Amazon SageMaker is a service to build, train, and deploy machine learning models. By integrating SageMaker with Dataiku DSS via the SageMaker Python SDK (Boto3), you can prepare data using Dataiku visual recipes and then access the machine learning algorithms offered by SageMaker’s optimized execution engine.
If not yet installed, be sure to install AWS Command Line Interface (CLI).
$ pip install awscli
Once installed, AWS CLI can be used to quickly configure your installation
$ aws configure AWS Access Key ID [None]: AKIAIOSFODNN7EXAMPLE AWS Secret Access Key [None]: wJalrXUtnFEMI/K7MDENG/bPxRfiCYEXAMPLEKEY Default region name [None]: us-west-2 Default output format [None]: json
Further details on Keys, regions, and output format can be found in the AWS CLI documentation.
See Code environments for more in-depth information on Code Environments in Dataiku DSS. SageMaker’s Python SDK can be installed as a Python environment within a Dataiku DSS instance.
Within your instance go to Administration > Code Envs > New Python Env.
The new environment should be deployed as Managed by DSS. SageMaker’s SDK is compatible with Python 2.7 and Python 3.6. Installation of Mandatory Packages and Jupyter support should remain checked.
Once the environment has been created, more specific package requirements can be installed via pip by simply adding the name of the package to the list of requested packages.
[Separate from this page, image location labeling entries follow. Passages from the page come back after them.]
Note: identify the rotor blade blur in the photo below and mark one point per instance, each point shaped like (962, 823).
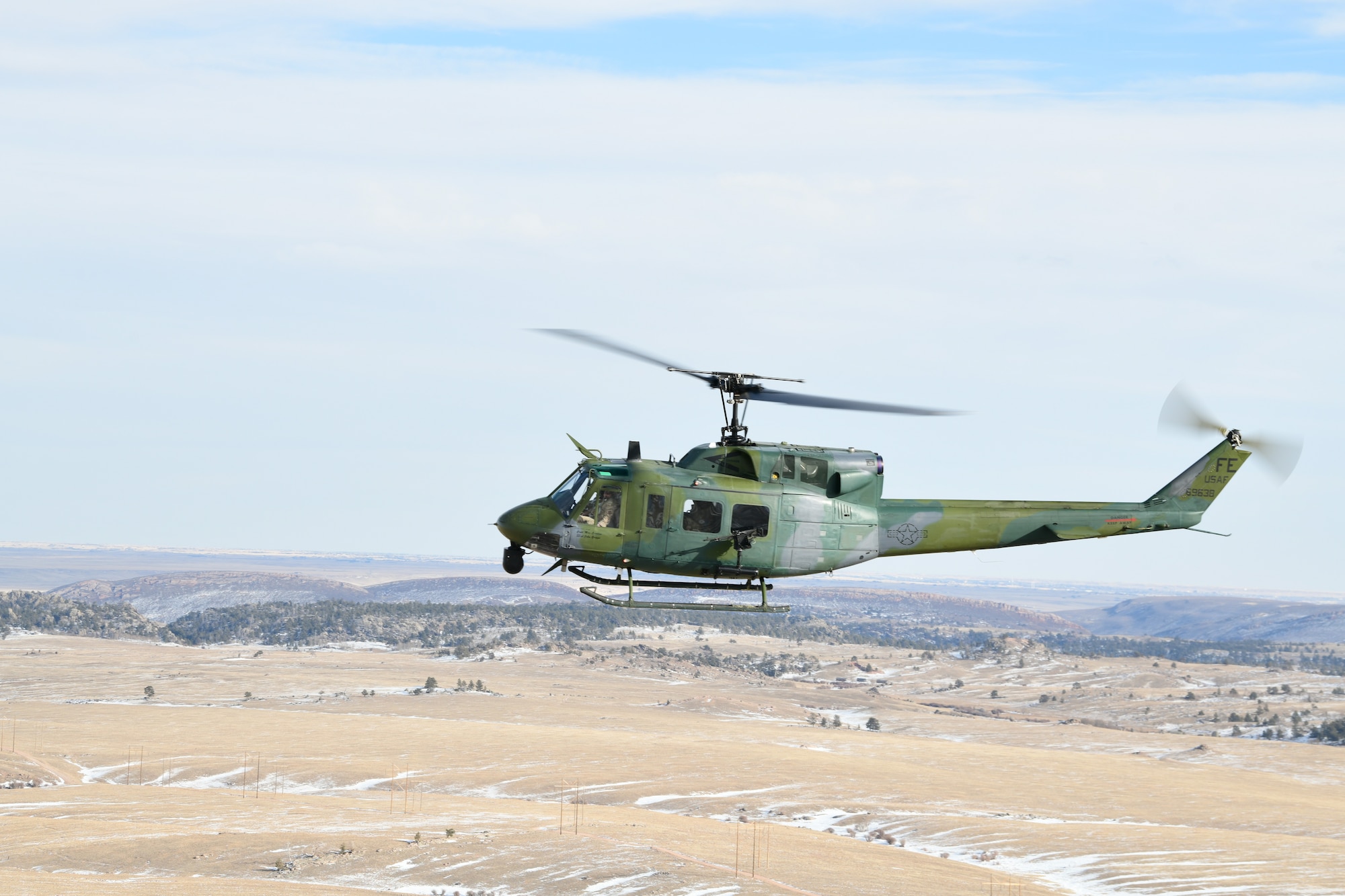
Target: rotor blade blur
(1281, 455)
(607, 345)
(1183, 412)
(845, 404)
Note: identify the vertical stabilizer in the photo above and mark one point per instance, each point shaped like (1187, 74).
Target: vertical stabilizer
(1200, 483)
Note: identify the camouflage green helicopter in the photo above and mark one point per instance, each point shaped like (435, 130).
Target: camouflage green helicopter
(739, 512)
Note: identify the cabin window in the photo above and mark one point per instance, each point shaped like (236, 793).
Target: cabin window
(751, 518)
(603, 509)
(813, 471)
(568, 493)
(654, 513)
(703, 516)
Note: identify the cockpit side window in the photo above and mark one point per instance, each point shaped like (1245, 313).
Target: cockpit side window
(568, 493)
(603, 509)
(703, 516)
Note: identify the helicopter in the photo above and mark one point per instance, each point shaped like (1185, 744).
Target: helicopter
(739, 513)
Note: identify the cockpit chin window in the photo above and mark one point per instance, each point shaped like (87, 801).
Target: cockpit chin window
(568, 493)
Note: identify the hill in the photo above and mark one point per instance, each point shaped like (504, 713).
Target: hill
(34, 611)
(1217, 619)
(167, 596)
(895, 608)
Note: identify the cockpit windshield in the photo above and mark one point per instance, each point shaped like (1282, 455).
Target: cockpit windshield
(568, 494)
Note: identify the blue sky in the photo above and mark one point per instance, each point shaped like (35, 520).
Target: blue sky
(270, 267)
(1074, 48)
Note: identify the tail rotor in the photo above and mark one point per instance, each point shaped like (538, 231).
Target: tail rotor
(1184, 413)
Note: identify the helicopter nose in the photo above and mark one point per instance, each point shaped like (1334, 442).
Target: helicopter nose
(520, 524)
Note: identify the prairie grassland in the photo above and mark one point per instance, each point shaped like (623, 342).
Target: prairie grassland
(669, 776)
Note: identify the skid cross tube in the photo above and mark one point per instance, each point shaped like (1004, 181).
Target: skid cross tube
(631, 603)
(711, 585)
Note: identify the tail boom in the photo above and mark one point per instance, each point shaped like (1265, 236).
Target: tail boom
(937, 526)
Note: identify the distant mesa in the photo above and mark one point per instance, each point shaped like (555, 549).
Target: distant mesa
(905, 607)
(1217, 619)
(171, 595)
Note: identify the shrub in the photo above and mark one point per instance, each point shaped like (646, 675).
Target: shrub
(1334, 729)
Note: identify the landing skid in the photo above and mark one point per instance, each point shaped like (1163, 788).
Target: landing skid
(631, 603)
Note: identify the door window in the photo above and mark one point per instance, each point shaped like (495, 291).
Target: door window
(813, 471)
(603, 509)
(654, 513)
(703, 516)
(754, 520)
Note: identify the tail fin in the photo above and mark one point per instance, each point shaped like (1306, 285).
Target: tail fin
(1200, 483)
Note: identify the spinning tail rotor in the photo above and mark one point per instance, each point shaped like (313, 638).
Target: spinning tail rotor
(1182, 412)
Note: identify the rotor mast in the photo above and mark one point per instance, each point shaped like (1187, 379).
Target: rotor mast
(735, 389)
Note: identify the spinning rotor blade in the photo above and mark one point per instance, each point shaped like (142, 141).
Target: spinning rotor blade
(607, 345)
(844, 404)
(1281, 455)
(1182, 411)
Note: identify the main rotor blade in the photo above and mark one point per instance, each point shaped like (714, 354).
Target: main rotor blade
(1281, 454)
(844, 404)
(607, 345)
(1183, 412)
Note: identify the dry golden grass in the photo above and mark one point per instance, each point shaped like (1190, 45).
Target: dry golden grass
(668, 764)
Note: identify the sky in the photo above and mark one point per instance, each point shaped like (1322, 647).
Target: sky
(270, 271)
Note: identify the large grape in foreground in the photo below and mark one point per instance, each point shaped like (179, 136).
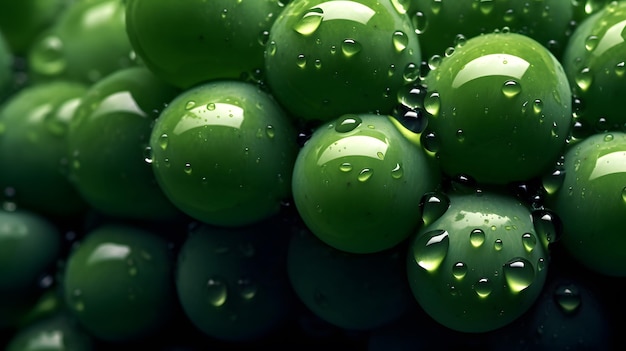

Clicking Save and Update will trigger the installation of the requested package as well as any dependencies required for SageMaker.
Finally, after the package(s) has been installed in the code environment successfully, the created code environment can be used for specific recipes, or as the default code environment for an entire project. See the following instructions on how to select a code environment for more details.
The initial data and training data for models created using SageMaker must be contained in an S3 bucket. Dataiku DSS already has the ability to connect to Amazon S3, import a dataset from an S3 bucket, and write back to S3. When creating recipes within the Flow, be sure to select aws in the Store into field. Settings within the recipe can be changed to specify the bucket and path to store the data when writing back to S3.
Role information, paths, and imports will need to be included in the Jupyter Notebook. To retrieve the role, normally you can use
get_execution_role() which will return the IAM role name that was passed in as part of the notebook creation from inside a SageMaker notebook. Outside of these notebooks, that function will not work and the IAM role name (found in your AWS Security Credentials page) will need to be directly passed in via copy and paste. Once proper credentials and paths are set, training and deploying a model should be exactly the same when working in Dataiku DSS as it would be in a SageMaker Notebook Instance.
Once the role, bucket, and prefix variables are set, training a model is very straightforward in a Dataiku DSS-hosted Jupyter notebook. A custom algorithm can be created and used on SageMaker or one of the 12 built in algorithms from SageMaker can be used. Instructions on how to train a model in a Jupyter notebook can be found in the AWS documentation. The instructions for the Python SDK should be referenced.
Deployment of an already trained SageMaker model can be done from within Dataiku DSS using a batch transform deployment. This deployment can happen in the same Jupyter notebook in which training of the model was done or in a new python recipe. A batch transform can be done almost exactly the same as it is done in a SageMaker hosted Jupyter Notebook instance. The output of the transform job, once completed successfully, will be the results of the model’s performance on a test dataset.
Code errors or failures will be reported in the notebook like normal but if the errors are unclear, more specific information can be found by logging onto your AWS Management Console > Amazon SageMaker. From there you can select the type of job that failed (e.g. Training, Batch Transform, etc.) and then selecting the specific failed jobs. Similarly, successful jobs can be viewed for performance information, ARN details, and more from the Management Console. If jobs run in Dataiku DSS are not showing up on your Management Console, this is an indicator that the connection has not been set up correctly.